The training proved a prescient response to the 2014 cycle in which every move was videotaped: when New Hampshire hopeful Scott Brown canoed the Contoocook River with a county sheriff to promote the state’s tourism industry, third party opposition group American Bridge sent a tracker by kayak.

“[Virginia Republican candidate] Ed Gillespie has had three trackers on him for most of his campaign,” said NRSC Executive Director Rob Collins. “Three separate ones. So it’s just a course of learning how to deal with this new wrinkle in the campaign environment, which is reality TV presence of cameras in your life. You just kind of hunker down. I think the training worked. I don’t think you’ve seen a lot of Republicans saying things that they later regretted.”

That’s a huge victory for a Republican party that has had some high-profile difficulties with trackers and gaffes in the past. In 2006, Sen. George Allen (R-Va.) lost a very close race after referring to a Democratic tracker as a “macaca.” In 2012, Todd Akin, the Senate GOP candidate in Missouri, had a gaffe so big—“If it’s a legitimate rape, the female body has ways to try to shut that whole thing down”—that it destroyed his candidacy and imperiled Republicans’ chances to take the Senate. In this cycle, no candidate has had made a mistake as big as Akin, according to John Sides, a George Washington University Associate Professor and co-author of the book The Gamble, which punctured convention wisdom on the weight of various gaffes during the 2012 presidential election.

“If you go back to the Missouri polls, you’ll see the big swing after those remarks,” says Sides. “None of the purported gaffes this cycle—not [Iowa Democrat] Bruce Braley’s, not any Senate candidate’s—have had that large of an effect.”

Of course, there were some notable Republican gaffes this cycle.
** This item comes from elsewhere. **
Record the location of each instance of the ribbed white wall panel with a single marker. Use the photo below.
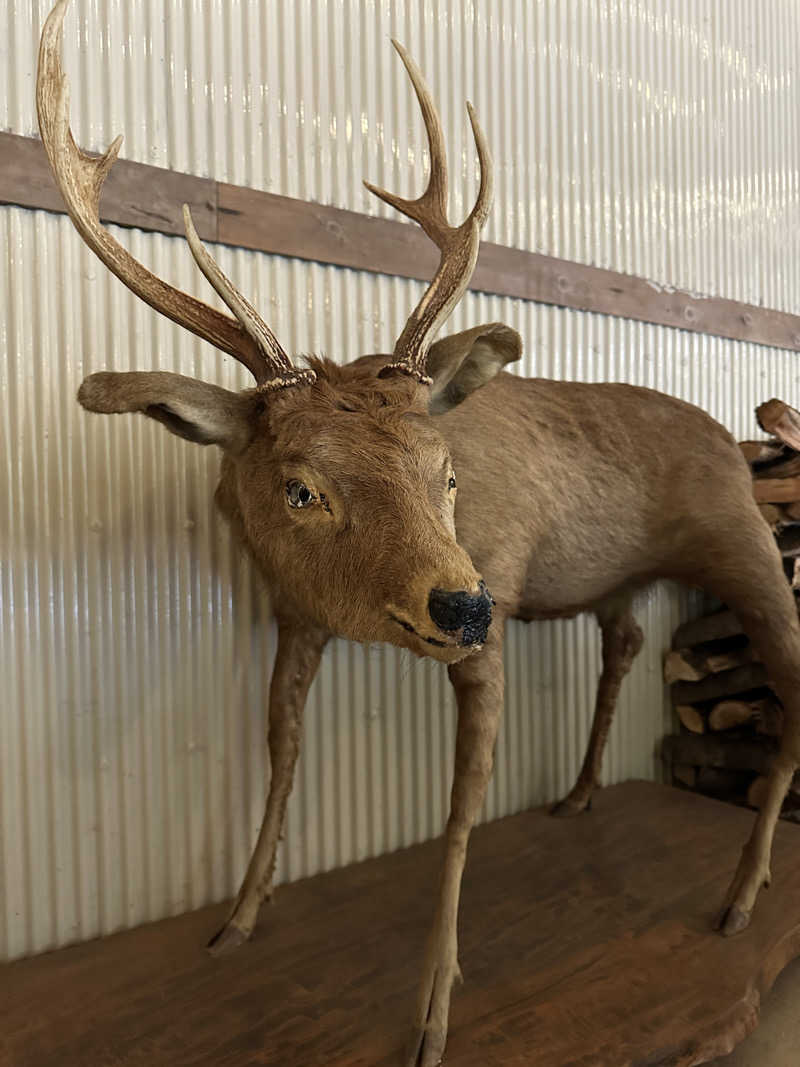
(656, 137)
Iowa candidate Joni Ernst flirted in her primary with some United Nations conservative conspiracy theories and Obama impeachment, talk she dismissed during the general election. There were also two candidates seen as insufficiently local—Kansas Republican Sen. Pat Roberts and Brown—who had some embarrassing flubs. Roberts and his campaign repeatedly fanned the fire sparked by a New York Times report that he doesn’t own a home in Kansas. (“Every time I get an opponent—I mean, every time I get a chance, I’m home,” he said in a July radio interview.) Brown, a former Massachusetts senator, had some difficulty placing a New Hampshire county during a debate (although the moderator who pressed him later apologized) and interchanged the two states back in December.

But it’s notable that Sides mentioned Braley, a Democrat, in considering the biggest gaffes this cycle. NRSC Political Director Ward Baker said the group began their three-day media sessions early—in March 2013—before candidates even announced they would enter their races. The NRSC researched the candidates’ backgrounds and asked them about everything from their property taxes to potential red flags found on their Facebook profile pages. (They reportedly spent $250,000 on researching Democrat and Republican candidates in 2013.) The NRSC showed candidates polling data on what’s important in their state and then put them on camera and played them their response to hone their messages.

“[We] ran them through the ringer,” said Baker. “I mean it was pretty tough.”

The NRSC also showed once a day a “blooper film” of other candidates’ inappropriate responses to trackers. “I believe in repetition,” said Baker. “Some of our candidates have been through media training and met with our debate team and media trainers 15 to 20 times.”

Referring to Braley’s slip-up this year, Baker noted with pride: “Well none of our candidates have said that they wouldn’t want Chuck Grassley to Chair [the] Judiciary [Committee] because he’s a farmer.”